三人一听,痛痛快快给秦雷跪下,叩首道:“陛下圣安!”秦雷却不言语,只是定定望向捂着腮帮子站在一边的文夫人。
三个趴在地上的不乐意了,文彦韬歪头小声道:“嫂子,你快跪下啊,俺的膝盖弯子酸了。”文夫人这才不情不愿的跪下,咬牙切齿道:“陛下圣安”这哪是向陛下请安,根本就是要吃人嘛。
秦雷冷笑一声,微微抬手道:“圣躬安!众卿请起。”几人便拍拍身上的土站起来,文铭礼更是迫不及待道:“请王爷行见师礼。”
秦雷哈哈一笑,一撩袍子。石敢便搬了把椅子放在他身后。秦雷便大刀金马的坐上,冷笑道:“你是太子太傅,太子的老师。我又不太子,为何要拜你?”
文彦博见过无耻的、却没见过他这么无耻的,气极反笑道:“王爷糊涂了,太子太傅乃是所有皇子地师傅,并不只是东宫的老师,所谓一日为师、终生为师,所以您不跪也得跪!”
秦雷撇嘴笑道:“相爷休要自作多情,请问孤王何年何月行过拜师礼?你又于何年何月教过孤一天?只要你能说出个确切日子来。别说今天给您磕头行礼,往后逢年过节、初一十五的,我都会割一刀黄纸、烧两柱线香拜祭您老人家一下的。”
这家伙牙尖嘴利舌头毒,文彦博今日又体弱神伤肝火旺,听他说得如此阴损,急火攻心之下,呃哦一声便向后仰去。文铭礼兄弟赶紧将老父扶住,也搁椅子上坐下,又是捋背又是顺气,好半天才唤过来。文彦博气的眼歪嘴斜,哆哆嗦嗦伸指头道:“你你敢咒我不得好死?”
秦雷摊摊手,面无表情道:“也谈不上咒,只是在表述一个事实而已。”
文彦韬终于听不下去了,低声怒吼道:“秦小五,莫非以为我们真怕了你不成!来人呐!”半晌却只听着门外骚动不已,就是冲不进人来。
秦雷咯咯一笑、亮出雪白的牙齿道:“除非把孤王的侍卫踏平了。不然尚书大人很难如愿。”
文彦博心中突然升起一丝明悟,这小子如此肆无忌惮,分明便是要彻底撕破脸面了。看来他已经知晓了账册的事情,也许那东西根本就是他派人偷的。想到这,便再没有与他周旋下去的兴致,双目中寒芒一闪,嘶声道:“既然王爷奉皇命前来宣慰,现在您炫也炫了、威也威了,就请回吧”

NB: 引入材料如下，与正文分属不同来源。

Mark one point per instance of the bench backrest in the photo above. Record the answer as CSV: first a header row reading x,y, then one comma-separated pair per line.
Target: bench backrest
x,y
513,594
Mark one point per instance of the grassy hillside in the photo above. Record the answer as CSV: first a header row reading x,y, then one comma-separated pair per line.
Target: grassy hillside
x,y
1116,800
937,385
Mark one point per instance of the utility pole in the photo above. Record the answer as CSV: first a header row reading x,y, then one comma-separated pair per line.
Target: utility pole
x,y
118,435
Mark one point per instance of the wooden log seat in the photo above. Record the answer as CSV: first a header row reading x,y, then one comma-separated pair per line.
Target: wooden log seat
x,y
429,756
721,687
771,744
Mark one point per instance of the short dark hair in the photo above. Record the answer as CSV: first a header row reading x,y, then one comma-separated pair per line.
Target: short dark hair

听到这赤裸裸地逐客令,秦雷摸摸火辣辣的脖子。耷拉下眼皮道:“奉旨问相爷三个问题,问完了便走。”
文彦博见这人如此不要脸,只好耐着性子道:“臣遵旨、您请问。”
“陛下问,今日早朝为何不见相爷阖府的身影?”秦雷面无表情道。
文彦博拱手道:“回陛下的话,老臣昨夜不慎受伤昏迷,家里又陡遭大难,臣弟彦韬、臣子铭礼唯恐再出变故,是以派人去郭御史那里告假,请求缺席早朝,一切合理合法。并无任何不妥之处。”

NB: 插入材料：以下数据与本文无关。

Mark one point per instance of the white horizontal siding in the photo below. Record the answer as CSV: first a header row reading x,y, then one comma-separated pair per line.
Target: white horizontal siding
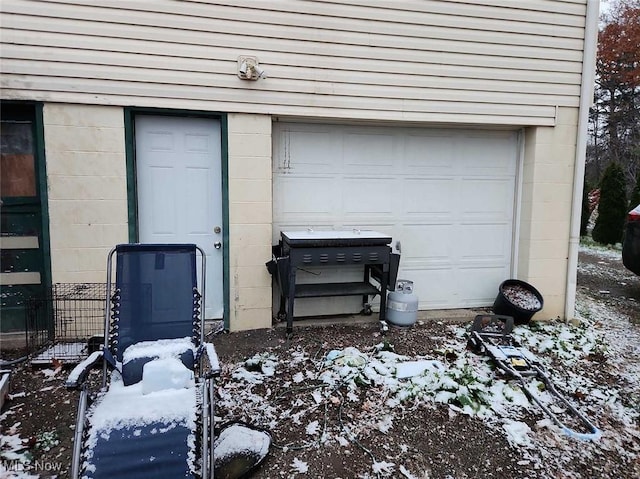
x,y
497,62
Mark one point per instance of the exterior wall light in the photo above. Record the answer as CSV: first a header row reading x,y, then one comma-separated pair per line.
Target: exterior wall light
x,y
249,68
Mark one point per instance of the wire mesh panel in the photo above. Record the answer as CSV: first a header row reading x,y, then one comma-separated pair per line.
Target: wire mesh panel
x,y
78,310
69,315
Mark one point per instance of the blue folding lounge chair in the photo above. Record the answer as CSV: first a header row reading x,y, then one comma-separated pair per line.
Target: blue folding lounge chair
x,y
154,416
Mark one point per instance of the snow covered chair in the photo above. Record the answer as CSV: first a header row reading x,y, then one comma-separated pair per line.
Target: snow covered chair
x,y
153,416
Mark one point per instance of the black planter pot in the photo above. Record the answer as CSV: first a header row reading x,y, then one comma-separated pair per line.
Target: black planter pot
x,y
502,305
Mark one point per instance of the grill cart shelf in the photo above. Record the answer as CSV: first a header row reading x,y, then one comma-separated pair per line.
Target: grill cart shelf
x,y
300,249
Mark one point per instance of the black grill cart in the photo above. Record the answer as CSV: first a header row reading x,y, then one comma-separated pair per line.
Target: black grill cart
x,y
302,249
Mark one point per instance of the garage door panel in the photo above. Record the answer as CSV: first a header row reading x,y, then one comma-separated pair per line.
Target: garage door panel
x,y
306,196
479,286
309,152
428,197
445,196
486,198
437,287
487,155
370,196
369,154
485,243
427,155
427,244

秦雷知道他们定然没有去郭必铮那里告假,但这老东西虽然睁着眼睛说瞎话,他却也没有证据拆穿,只好微微皱眉道:“陛下问询,相爷贵体微恙。是否需要休养一段时日?”
“这个嘛”文彦博颇有些踯躅。不管说需不需要,都怕昭武帝有什么后手。只好含混其词道:“待看过御医再说。”
秦雷淡淡笑道:“也好,最后一个问题,陛下问相爷,您不在的时候,中书省的差事交由谁来署理?”其实不论昭武帝上个问题怎么回答,秦雷都会把他带到这个问题上来的。
文彦博微微皱眉道:“微臣不一定需要休息。”
秦雷呵呵一笑道:“相爷不一定不需要休息,中书省乃朝廷枢机、日理万机,岂容儿戏视之?还是慎重些好。”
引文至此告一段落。